2. Now, even for the ordinary use of reason, there is nothing immediately certain except the affirmation I am, which, as it loses all meaning outside of immediate consciousness, is the most individual of all truths, and the absolute prejudice, which must be assumed if anything else is to be made certain. The affirmation There are things outside of us, will therefore be certain for the transcendental philosopher, only through its identity with the affirmation I am, and its certainty will be only equal to the certainty of the affirmation from which it derives it.
According to this view, transcendental knowledge would be distinguished from ordinary knowledge in two particulars.
First—That for it the certainty of the existence of external objects is a mere prejudice, which it oversteps, in order to find the grounds of it. (It can never be the business of the transcendental philosopher to prove the existence of things in themselves, but only to show that it is a natural and necessary prejudice to assume external objects as real.)
Second—That the two affirmations, I am and There are things outside of me, which in the ordinary consciousness run together, are, in the former, separated and the one placed before the other, with a view to demonstrate as a fact their identity, and that immediate connection which in the other is only felt. By the act of this separation, when it is complete, the philosopher transports himself to the transcendental point of view, which is by no means a natural, but an artificial one.

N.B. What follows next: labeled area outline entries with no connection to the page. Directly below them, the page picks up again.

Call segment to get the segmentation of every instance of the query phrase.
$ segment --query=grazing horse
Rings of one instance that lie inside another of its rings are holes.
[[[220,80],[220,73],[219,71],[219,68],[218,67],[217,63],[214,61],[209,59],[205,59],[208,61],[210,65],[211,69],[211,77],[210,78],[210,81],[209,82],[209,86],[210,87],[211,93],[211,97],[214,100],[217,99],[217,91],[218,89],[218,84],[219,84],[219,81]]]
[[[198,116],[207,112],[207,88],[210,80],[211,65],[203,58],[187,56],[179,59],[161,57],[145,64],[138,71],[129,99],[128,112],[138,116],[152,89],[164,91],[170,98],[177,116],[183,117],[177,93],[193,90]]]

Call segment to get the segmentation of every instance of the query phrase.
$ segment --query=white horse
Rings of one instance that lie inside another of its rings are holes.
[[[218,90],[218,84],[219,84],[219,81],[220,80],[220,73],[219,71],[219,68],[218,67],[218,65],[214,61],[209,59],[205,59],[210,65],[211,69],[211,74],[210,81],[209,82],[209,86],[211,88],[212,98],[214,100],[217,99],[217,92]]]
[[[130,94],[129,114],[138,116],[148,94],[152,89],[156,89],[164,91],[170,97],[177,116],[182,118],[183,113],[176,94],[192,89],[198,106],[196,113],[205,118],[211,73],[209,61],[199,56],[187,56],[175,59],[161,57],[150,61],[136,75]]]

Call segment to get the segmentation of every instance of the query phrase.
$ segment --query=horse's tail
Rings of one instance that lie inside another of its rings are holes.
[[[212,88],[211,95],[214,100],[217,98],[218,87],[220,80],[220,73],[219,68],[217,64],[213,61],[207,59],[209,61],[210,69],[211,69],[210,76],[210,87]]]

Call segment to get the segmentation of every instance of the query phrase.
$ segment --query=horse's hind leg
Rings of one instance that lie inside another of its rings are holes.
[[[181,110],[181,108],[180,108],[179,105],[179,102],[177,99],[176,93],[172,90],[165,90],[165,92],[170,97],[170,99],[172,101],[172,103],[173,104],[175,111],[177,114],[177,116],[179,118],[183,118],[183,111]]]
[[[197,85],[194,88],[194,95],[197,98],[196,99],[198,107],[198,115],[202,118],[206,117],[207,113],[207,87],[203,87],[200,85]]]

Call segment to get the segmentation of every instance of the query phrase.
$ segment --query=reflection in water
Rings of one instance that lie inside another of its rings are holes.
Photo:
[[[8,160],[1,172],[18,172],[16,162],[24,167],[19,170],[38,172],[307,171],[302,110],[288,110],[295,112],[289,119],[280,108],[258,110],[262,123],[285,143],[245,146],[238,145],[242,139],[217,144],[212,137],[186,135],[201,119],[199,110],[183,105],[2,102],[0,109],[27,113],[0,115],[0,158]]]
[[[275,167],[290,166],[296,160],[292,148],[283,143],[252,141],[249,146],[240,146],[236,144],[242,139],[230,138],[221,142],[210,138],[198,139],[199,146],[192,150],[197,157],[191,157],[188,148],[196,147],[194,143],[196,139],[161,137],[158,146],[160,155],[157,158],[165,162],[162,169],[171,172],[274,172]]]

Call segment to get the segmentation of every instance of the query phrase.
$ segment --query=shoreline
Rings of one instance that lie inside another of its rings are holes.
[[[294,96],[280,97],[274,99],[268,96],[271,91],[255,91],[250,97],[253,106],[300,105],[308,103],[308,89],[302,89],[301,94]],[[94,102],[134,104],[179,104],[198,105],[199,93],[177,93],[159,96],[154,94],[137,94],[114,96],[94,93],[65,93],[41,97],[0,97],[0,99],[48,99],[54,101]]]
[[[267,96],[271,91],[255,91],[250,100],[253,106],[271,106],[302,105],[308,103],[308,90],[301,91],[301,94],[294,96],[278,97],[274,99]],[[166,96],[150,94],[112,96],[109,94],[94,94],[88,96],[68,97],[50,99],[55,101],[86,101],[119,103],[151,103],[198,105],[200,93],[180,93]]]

3. If, for the transcendental philosopher, the subjective alone has original reality, he will also make the subjective alone in knowledge directly his object; the objective will only become an object indirectly to him, and, whereas, in ordinary knowledge, knowledge itself—the act of knowing—vanishes in the object, in transcendental knowledge, on the contrary, the object, as such, will vanish in the act of knowing. Transcendental knowledge is a knowledge of knowing, in so far as it is purely subjective.

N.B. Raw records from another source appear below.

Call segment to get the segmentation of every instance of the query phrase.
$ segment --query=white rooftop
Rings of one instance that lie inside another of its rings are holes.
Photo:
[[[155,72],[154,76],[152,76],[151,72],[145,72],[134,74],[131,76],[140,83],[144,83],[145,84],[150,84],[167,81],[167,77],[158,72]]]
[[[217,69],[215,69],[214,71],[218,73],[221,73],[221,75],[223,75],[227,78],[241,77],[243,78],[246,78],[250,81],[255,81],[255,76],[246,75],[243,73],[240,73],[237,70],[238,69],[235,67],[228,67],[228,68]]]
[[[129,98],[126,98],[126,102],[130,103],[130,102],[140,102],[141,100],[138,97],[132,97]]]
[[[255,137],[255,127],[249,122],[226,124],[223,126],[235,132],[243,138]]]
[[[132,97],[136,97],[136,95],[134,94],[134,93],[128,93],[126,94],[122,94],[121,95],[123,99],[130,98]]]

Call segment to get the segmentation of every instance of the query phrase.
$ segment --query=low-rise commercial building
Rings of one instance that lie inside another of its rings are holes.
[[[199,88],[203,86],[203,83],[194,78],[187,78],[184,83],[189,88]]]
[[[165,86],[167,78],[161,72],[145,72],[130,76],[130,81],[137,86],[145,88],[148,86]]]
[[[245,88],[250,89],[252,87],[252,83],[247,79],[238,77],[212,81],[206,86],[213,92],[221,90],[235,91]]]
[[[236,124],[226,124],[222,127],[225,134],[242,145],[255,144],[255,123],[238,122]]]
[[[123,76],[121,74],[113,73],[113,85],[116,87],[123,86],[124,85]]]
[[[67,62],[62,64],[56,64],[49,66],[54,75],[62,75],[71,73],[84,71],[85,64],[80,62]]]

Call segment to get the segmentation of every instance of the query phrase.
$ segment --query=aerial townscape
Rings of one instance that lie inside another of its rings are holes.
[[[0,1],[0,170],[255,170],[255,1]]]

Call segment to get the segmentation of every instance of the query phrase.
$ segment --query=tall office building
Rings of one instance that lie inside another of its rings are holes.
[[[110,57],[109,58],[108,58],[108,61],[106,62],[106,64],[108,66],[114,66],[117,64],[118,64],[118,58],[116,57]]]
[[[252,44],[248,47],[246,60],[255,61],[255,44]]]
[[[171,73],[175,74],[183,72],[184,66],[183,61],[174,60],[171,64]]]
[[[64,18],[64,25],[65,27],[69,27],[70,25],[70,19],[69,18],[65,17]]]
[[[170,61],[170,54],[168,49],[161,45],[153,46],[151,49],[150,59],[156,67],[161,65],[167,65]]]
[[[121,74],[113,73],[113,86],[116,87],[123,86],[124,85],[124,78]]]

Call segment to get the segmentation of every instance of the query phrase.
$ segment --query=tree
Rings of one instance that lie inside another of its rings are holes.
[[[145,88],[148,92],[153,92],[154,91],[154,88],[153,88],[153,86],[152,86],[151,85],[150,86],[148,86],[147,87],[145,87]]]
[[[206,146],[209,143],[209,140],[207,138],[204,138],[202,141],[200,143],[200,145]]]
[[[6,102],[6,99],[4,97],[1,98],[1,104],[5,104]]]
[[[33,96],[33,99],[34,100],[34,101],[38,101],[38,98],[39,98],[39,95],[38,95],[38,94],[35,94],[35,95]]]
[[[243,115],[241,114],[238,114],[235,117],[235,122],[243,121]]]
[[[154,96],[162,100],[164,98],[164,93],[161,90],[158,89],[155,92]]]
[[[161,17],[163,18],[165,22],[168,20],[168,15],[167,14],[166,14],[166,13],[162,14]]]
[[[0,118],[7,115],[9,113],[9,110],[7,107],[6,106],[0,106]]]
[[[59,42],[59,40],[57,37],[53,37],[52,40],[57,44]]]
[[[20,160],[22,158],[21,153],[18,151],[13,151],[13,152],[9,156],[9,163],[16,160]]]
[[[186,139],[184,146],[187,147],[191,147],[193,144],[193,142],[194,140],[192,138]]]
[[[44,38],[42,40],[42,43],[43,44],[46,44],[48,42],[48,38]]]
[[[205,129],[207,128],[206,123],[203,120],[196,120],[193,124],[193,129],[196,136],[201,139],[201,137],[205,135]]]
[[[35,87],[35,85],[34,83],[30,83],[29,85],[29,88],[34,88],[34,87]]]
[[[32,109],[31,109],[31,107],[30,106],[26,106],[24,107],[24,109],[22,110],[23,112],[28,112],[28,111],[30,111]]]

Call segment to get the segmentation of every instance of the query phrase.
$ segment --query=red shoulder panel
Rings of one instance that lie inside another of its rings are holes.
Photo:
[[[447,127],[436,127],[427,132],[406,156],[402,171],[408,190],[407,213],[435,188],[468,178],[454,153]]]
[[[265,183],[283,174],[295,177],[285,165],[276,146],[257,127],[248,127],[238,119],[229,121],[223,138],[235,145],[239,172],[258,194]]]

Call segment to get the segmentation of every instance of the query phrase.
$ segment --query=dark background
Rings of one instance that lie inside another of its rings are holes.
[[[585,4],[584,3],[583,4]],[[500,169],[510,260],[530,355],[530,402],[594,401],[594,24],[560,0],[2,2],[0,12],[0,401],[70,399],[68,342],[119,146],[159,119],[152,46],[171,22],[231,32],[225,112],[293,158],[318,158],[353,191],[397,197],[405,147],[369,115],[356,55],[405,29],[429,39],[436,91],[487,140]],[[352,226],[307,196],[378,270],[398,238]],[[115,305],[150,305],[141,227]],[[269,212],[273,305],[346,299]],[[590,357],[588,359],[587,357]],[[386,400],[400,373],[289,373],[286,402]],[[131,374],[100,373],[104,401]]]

Thus, for example, in intuition, it is only the objective that reaches the ordinary consciousness; the act of intuition itself is lost in the object; whereas the transcendental mode of intuition rather gets only a glimpse of the object of intuition through the act. Ordinary thought, therefore, is a mechanism in which ideas prevail, without, however, being distinguished as ideas; whereas transcendental thought interrupts this mechanism, and in becoming conscious of the idea as an act, rises to the idea of the idea. In ordinary action, the acting itself is forgotten in the object of the action; philosophizing is also an action, but not an action only. It is likewise a continued self-intuition in this action.

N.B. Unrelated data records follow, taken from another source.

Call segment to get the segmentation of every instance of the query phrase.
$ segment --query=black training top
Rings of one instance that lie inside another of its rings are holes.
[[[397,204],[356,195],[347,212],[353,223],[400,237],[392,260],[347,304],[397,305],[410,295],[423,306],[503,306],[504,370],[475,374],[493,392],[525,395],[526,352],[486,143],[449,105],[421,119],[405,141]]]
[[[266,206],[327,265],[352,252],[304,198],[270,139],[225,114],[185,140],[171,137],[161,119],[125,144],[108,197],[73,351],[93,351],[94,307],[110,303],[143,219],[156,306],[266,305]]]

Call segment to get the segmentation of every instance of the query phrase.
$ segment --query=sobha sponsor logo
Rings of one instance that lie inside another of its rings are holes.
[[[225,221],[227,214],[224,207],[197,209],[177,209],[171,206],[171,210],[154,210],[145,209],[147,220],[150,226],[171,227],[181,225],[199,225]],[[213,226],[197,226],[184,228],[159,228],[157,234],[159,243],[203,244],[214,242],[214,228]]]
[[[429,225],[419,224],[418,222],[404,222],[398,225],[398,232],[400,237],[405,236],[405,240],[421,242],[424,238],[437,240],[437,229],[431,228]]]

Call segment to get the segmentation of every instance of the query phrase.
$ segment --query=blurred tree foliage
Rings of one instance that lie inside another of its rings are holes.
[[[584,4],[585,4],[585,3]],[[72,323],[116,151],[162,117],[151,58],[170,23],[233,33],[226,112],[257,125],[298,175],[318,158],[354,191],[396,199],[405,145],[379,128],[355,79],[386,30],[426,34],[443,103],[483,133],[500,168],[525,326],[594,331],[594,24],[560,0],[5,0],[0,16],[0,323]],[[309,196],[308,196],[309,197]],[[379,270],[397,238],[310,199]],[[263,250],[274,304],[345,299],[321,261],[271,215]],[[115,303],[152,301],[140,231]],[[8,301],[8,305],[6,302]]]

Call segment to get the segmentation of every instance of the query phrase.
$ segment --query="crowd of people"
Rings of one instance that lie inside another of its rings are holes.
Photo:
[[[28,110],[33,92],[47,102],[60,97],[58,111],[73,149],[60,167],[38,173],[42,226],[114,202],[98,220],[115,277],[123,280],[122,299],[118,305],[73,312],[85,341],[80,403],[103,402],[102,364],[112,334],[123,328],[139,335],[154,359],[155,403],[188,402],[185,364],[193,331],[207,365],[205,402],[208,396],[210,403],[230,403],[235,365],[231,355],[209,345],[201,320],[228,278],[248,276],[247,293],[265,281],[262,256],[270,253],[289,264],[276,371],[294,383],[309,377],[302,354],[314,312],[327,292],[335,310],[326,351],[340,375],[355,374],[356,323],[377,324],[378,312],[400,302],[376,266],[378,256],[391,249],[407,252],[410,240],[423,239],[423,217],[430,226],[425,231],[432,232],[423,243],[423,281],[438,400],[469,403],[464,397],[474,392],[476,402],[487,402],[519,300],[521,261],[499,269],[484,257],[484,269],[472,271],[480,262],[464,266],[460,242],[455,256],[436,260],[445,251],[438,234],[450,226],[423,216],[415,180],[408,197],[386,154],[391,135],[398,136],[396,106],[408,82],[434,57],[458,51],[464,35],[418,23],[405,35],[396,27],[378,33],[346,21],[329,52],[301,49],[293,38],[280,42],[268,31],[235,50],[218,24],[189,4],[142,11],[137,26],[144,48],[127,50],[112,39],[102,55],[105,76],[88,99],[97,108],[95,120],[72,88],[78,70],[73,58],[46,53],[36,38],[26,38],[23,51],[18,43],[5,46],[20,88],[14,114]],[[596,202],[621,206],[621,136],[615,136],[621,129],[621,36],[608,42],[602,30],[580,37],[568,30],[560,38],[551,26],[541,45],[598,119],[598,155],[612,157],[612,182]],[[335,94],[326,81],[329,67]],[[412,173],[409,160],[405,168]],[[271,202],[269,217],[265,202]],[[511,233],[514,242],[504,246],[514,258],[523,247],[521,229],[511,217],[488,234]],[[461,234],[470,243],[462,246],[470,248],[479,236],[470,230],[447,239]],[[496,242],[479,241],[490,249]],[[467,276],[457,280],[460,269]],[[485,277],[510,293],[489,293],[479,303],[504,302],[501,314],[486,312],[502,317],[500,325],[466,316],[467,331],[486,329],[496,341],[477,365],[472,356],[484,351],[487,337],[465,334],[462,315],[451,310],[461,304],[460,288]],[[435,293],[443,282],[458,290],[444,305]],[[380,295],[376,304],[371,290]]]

The nature of the transcendental mode of thought consists, therefore, generally in this: that, in it, that which in all other thinking, knowing, or acting escapes the consciousness, and is absolutely non-objective, is brought into consciousness, and becomes objective; in short, it consists in a continuous act of becoming an object to itself on the part of the subjective.
The transcendental art will therefore consist in a readiness to maintain one’s self continuously in this duplicity of thinking and acting.
III.—PRELIMINARY ARRANGEMENT OF TRANSCENDENTAL PHILOSOPHY.
This arrangement is preliminary, inasmuch as the principles of arrangement can be arrived at only in the science itself.